Morsi's state-appointed lawyers appeal his death sentence
The defence for ousted Egyptian president Mohamed Morsi filed an appeal against a death sentence and prison term for the former leader, a lawyer said on Saturday.
Morsi, who was toppled in July 2013, was sentenced to death in June for allegedly participating in prison breaks and violence against police, and to life in prison for espionage in the form of allegedly giving away state secrets to Qatar.
“We submitted an appeal to the court of cassation to all prisoners sentenced, including Morsi,” said his state-appointed legal representative Abdel Moneim Abdel Maqsud.

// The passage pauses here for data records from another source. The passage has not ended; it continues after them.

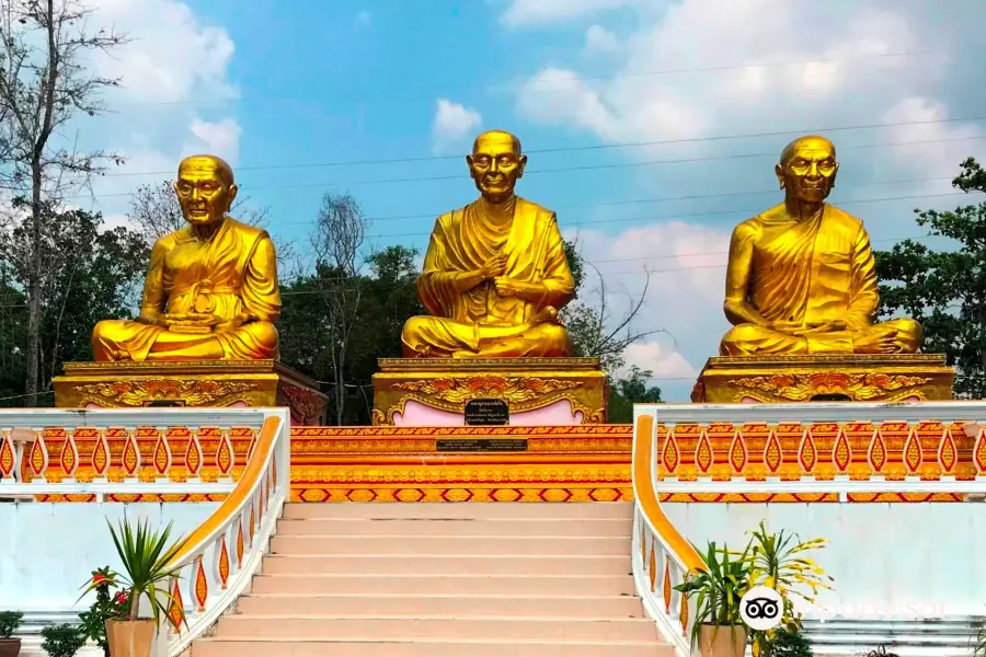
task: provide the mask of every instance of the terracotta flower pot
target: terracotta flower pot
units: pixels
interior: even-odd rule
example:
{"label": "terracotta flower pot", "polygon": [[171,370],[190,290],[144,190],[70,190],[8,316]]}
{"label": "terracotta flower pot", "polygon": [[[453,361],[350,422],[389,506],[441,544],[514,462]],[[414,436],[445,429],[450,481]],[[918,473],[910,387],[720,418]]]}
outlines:
{"label": "terracotta flower pot", "polygon": [[703,623],[699,629],[699,646],[702,657],[743,657],[746,654],[746,627],[718,627]]}
{"label": "terracotta flower pot", "polygon": [[157,635],[158,626],[153,619],[106,621],[110,657],[151,657]]}
{"label": "terracotta flower pot", "polygon": [[0,657],[18,657],[20,653],[20,638],[0,638]]}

Morsi was detained without charge during the initial days of the 2011 uprising against the country’s veteran leader Hosni Mubarak, and escaped along with thousands of others after protesters attacked police stations across the country.
He faced no legal action for leaving the prison either before or during his tenure as president, which began in June 2012, but was detained following his overthrow.
Morsi has not appointed a lawyer to defend him and has refused to recognise the legitimacy of the court proceedings, saying he remains Egypt’s legitimate president. The Muslim Brotherhood organisation from which he hails, however, is represented by international human rights firm ITN which has widely protested against the mass trials, arguing that they do not meet even the most basic international standards.
Hundreds of Muslim Brotherhood members have been sentenced to death in a crackdown following Morsi’s overthrow. Most have won retrials.
The group was outlawed in 2013 and declared a terrorist organisation by the government.
Seven have been executed, including six defendants sentenced to death by a military court for allegedly participating in militant attacks.